Almost everyone thinks of cacti as tough plants that live out in the hottest and driest parts of the deserts, where few other plants can survive. They are the sorts of plants that we threaten to plant out in the most inhospitable or neglected parts of the garden. We never actually do so, just because we do not appreciate cacti any more than weeds. They are fine over in the neighbor’s garden.
Whether we like them or not, cacti really deserve more respect than that. Even if they do not fit our style of landscape, they are striking and distinctive features within the landscapes that they are adapted to. Except for a few euphorbs that look sort of like cacti, there are no substitutes for their form and, of course, their texture! The uniquely specialized physiology of cacti is extraordinary.

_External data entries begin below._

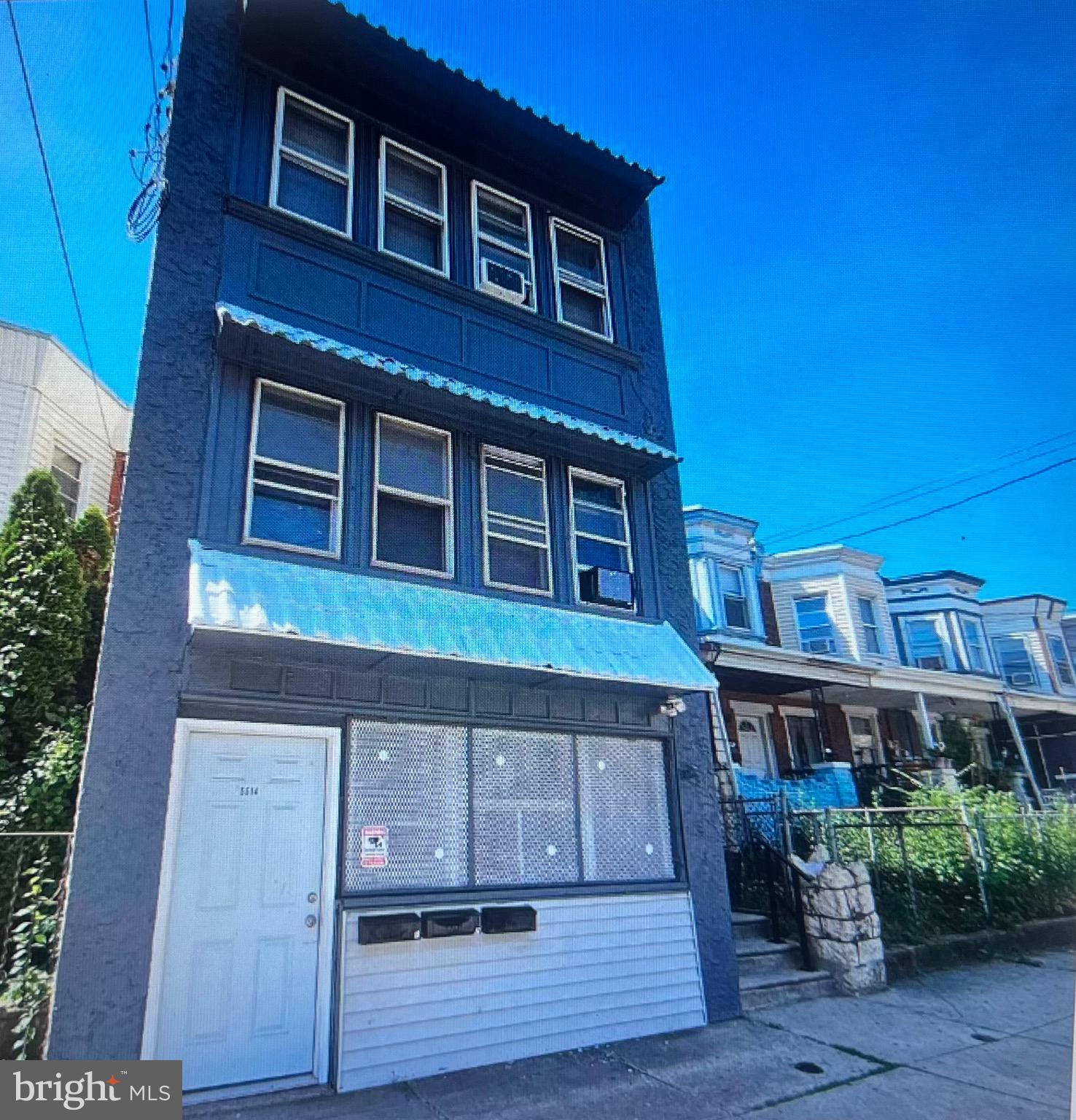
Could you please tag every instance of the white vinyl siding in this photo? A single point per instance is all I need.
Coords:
(596, 970)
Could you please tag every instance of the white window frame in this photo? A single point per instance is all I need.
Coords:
(447, 503)
(311, 164)
(824, 596)
(534, 463)
(386, 196)
(870, 626)
(253, 458)
(576, 281)
(476, 238)
(574, 472)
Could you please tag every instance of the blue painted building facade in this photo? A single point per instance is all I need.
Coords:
(401, 526)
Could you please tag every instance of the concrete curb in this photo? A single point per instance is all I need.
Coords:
(969, 948)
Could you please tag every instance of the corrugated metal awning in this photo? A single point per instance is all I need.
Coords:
(229, 313)
(242, 593)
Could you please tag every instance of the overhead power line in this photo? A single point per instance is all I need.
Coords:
(60, 225)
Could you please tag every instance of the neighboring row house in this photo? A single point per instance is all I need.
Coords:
(831, 674)
(419, 775)
(56, 416)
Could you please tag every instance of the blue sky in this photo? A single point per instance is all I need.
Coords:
(865, 246)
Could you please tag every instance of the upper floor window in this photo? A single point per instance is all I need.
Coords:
(503, 249)
(733, 597)
(814, 625)
(580, 280)
(413, 497)
(313, 164)
(973, 643)
(296, 470)
(515, 522)
(868, 618)
(412, 221)
(926, 649)
(601, 540)
(67, 472)
(1059, 656)
(1015, 662)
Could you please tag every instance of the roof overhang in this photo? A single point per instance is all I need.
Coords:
(411, 625)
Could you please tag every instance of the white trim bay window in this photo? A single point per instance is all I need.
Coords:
(296, 470)
(413, 497)
(313, 164)
(814, 624)
(503, 248)
(580, 279)
(601, 533)
(515, 522)
(412, 207)
(495, 808)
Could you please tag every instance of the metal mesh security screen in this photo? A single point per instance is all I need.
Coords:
(625, 809)
(524, 808)
(411, 779)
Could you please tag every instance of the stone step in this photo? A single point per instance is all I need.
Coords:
(776, 989)
(756, 957)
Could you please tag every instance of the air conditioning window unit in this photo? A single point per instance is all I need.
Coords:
(504, 282)
(607, 586)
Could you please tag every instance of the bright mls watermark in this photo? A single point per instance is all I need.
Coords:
(93, 1089)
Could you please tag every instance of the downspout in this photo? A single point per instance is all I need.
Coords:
(1021, 750)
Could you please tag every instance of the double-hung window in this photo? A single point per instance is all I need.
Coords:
(413, 499)
(580, 279)
(814, 625)
(296, 470)
(733, 597)
(1015, 662)
(503, 248)
(599, 518)
(1059, 656)
(515, 521)
(313, 164)
(67, 472)
(926, 650)
(868, 618)
(973, 643)
(413, 207)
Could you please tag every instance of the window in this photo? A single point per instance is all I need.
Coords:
(497, 808)
(504, 253)
(1017, 666)
(871, 630)
(313, 164)
(973, 643)
(515, 520)
(599, 516)
(733, 598)
(925, 647)
(814, 625)
(413, 207)
(804, 742)
(579, 277)
(67, 472)
(1059, 656)
(413, 499)
(296, 470)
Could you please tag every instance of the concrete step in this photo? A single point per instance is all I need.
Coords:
(776, 989)
(756, 957)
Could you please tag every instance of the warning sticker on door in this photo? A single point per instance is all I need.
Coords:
(374, 850)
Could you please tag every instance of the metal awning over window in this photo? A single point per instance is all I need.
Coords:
(240, 593)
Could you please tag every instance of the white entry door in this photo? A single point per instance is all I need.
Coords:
(242, 951)
(755, 754)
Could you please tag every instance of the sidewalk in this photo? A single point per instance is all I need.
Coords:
(989, 1041)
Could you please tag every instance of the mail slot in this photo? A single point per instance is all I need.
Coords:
(380, 929)
(509, 919)
(449, 923)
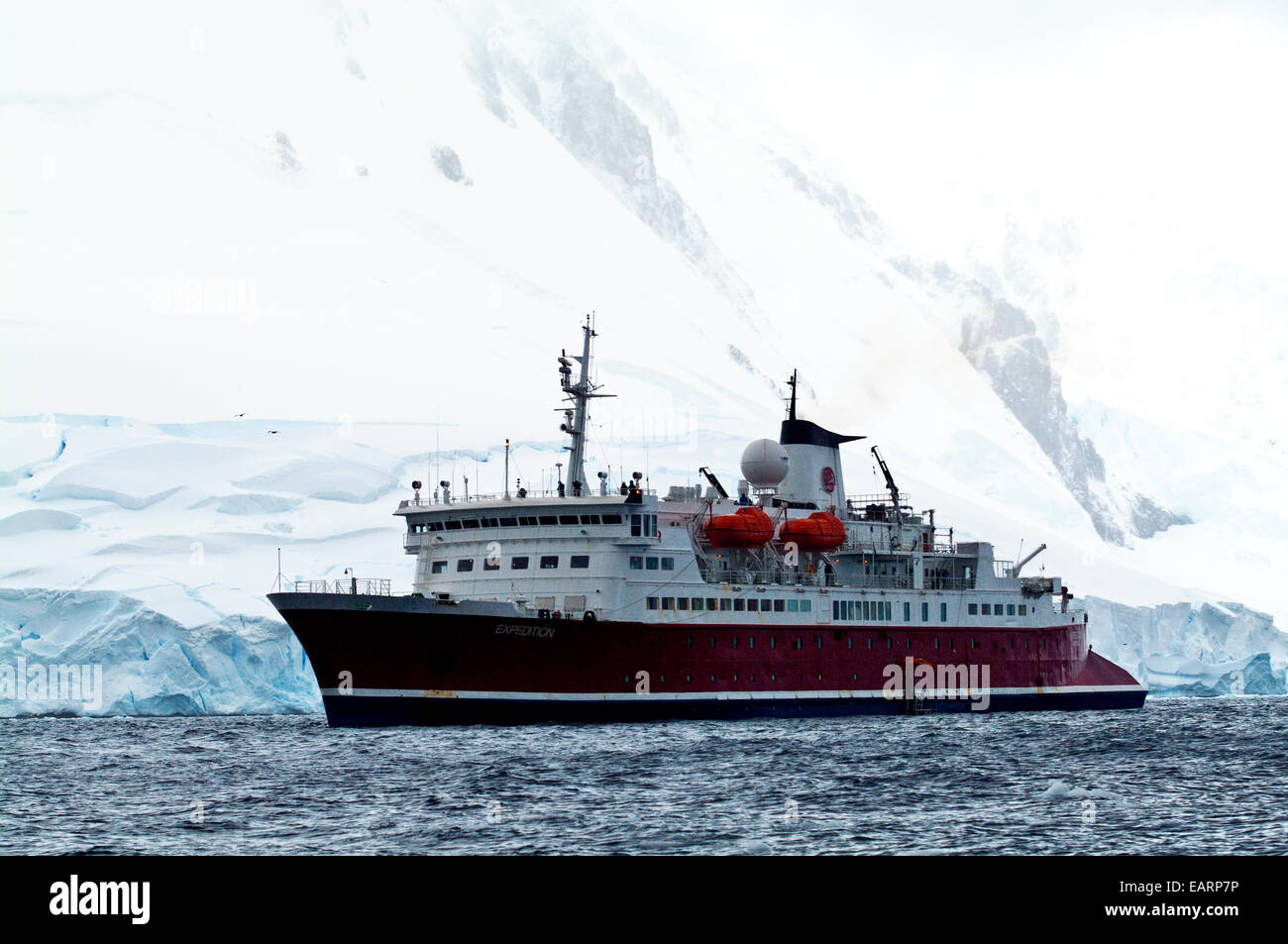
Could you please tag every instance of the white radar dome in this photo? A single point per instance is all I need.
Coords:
(764, 464)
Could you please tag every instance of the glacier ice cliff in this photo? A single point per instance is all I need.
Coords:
(151, 664)
(1205, 651)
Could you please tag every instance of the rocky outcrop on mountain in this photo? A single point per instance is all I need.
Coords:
(579, 104)
(1003, 343)
(850, 211)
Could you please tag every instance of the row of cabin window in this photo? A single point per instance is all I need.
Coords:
(738, 604)
(864, 609)
(550, 562)
(983, 608)
(513, 522)
(643, 526)
(849, 643)
(640, 563)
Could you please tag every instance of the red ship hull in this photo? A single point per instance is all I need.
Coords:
(393, 661)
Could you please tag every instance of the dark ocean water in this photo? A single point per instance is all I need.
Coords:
(1180, 777)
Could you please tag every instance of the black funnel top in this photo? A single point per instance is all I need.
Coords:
(805, 433)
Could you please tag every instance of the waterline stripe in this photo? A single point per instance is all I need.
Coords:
(717, 695)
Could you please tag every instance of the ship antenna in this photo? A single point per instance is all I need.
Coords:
(579, 393)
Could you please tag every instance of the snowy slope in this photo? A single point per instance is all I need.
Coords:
(384, 222)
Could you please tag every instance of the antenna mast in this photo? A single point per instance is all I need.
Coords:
(578, 416)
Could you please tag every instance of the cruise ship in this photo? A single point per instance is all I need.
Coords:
(596, 601)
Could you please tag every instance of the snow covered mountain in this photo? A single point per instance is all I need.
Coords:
(382, 223)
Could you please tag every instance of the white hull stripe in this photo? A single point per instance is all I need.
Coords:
(720, 695)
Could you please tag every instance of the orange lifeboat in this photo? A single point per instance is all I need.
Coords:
(747, 527)
(822, 531)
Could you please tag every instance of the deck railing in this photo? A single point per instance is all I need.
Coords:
(360, 586)
(529, 494)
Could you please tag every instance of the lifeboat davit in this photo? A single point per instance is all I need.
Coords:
(822, 531)
(747, 527)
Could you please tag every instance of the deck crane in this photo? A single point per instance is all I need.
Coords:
(894, 494)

Cacti really are built for the desert. In a climate where heat and arid air desiccates foliage, cacti do without. Photosynthesis is done in the green skin of the distended stems. Furrows in the stems of some cacti increase surface area for photosynthesis, but still expose far less surface area to the weather than individual leaves would. The succulent flesh of the distended stems stores water.
The foliage is not totally lacking. It is merely modified into sharp spines or irritating glochids with which cacti protect their succulent flesh from animals. Spines of the old man cactus are elongated into coarse hair that diffuses the intensity of the sunlight that might otherwise scorch the green skin below. Bigger thorns that extend beyond the spines within each tuft are actually modified stems.
Cacti certainly put significant effort into surviving desert climates; but surprisingly, most cacti do not even live in deserts, and many live in tropical rainforests of South and Central America! Some have weirdly pendulous stem structure, and some are epiphytic, so they hang from limbs of larger trees. In regions where most insect and animal activity is at night, cacti bloom nocturnally, with big luminescent and fragrant flowers that appeal to moths, bats and their associates.